A W2 employee pays half of this amount in payroll taxes, while the employer pays for the other half. However, individuals with self-employment income have to pay both halves for a total of 15.3% on their net self-employment earnings. For tax year 2021, the maximum amount subject to the Social Security portion of the tax is $142,800, and it is $147,000 for tax year 2022. All of your income is subject to Medicare tax, with an additional 0.9% for those with income above $200,000 if a single filer, and $250,000 if married filing jointly.

Advisors can be set up under a wide range of entity structures. C corporations, which are usually larger, are subject to “double taxation” since they pay corporate taxes on their profits and then individual shareholders pay taxes on the dividends received by the corporation. Typically, smaller firms are set up as “pass-through” entities, which are not subject to corporate tax, and instead the share of profits is allocated to the individual owners or members. Examples of pass-through entities are sole proprietorships, partnerships, limited liability companies and S corporations.

How an S Corporation Can Help Advisors Reduce Self-Employment Taxes

S corporations give advisors an opportunity to save on self-employment taxes. Provided that they pay themselves what the IRS considers a reasonable salary, distributions from S corporations are not subject to self-employment taxes. LLCs can elect to be taxed as S corporations.
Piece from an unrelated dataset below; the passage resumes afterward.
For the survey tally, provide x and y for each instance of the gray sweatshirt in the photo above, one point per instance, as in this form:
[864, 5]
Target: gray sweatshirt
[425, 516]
Here is an example of how an advisor can save on self-employment taxes if set up as an S corporation:

Let’s say an advisor has net income of $100,000 after all expenses. If the advisor is a sole proprietor, a general partner of an LLC or limited partner with guaranteed payments, or a single-member LLC, the entire $100,000 is subject to the 15.3% self-employment tax.

In the same example as above, if the financial advisor is set up as an S corporation and pays themselves a reasonable salary, only the salary portion is subject to self-employment taxes, while the profit is not. For example, if the advisor paid themselves a salary of $75,000 and had a profit distribution of $25,000, that would result in a savings of $3,825 since the 15.3% would not apply to the profit portion.

To determine whether it makes sense to elect to be taxed as an S corporation, advisors should take into consideration the legal and tax preparation costs. There is also more room for scrutiny from the IRS if a salary is not considered reasonable, like paying yourself $20,000 salary and having an $80,000 distribution in the example above.

Qualified Business Income Deduction for Financial Advisors

The Tax Cuts and Jobs Act, or TCJA, created the qualified business income, or QBI, deduction. This deduction is also known as the Section 199A deduction. Advisors may be familiar with the deduction when providing their clients a copy of their 1099 combined statement if they have any dividends from real estate investment trusts or qualified publicly traded partnerships. However, the deduction can also benefit financial advisors themselves on their tax returns.

The deduction allows individuals to deduct up to 20% of QBI beginning with tax year 2018. The TCJA is currently set to expire in 2025, unless Congress extends it or makes it permanent. The IRS defines QBI as “the net amount of qualified items of income, gain, deduction and loss from any qualified trade or business, including from partnerships, S corporations, sole proprietorships, and certain trusts.”

The QBI deduction is subject to limitations, depending on the individual’s taxable income, type of trade or business, the amount of W2 wages paid and any unadjusted basis immediately after acquisition of qualified property that is held by the trade or business.

Financial advisors are considered a specified services trade or business and are therefore subject to limitations of the QBI deduction after certain income levels. For 2021, advisors married filing jointly are subject to the phaseout beginning with income of $329,800, or $164,900 for single filers. These phaseouts are based on taxable income, not only business income but rather taxable income in total, so a married advisor who has taxable income under the threshold whose combined income with their spouse exceeds the threshold amounts will be subject to the limitation.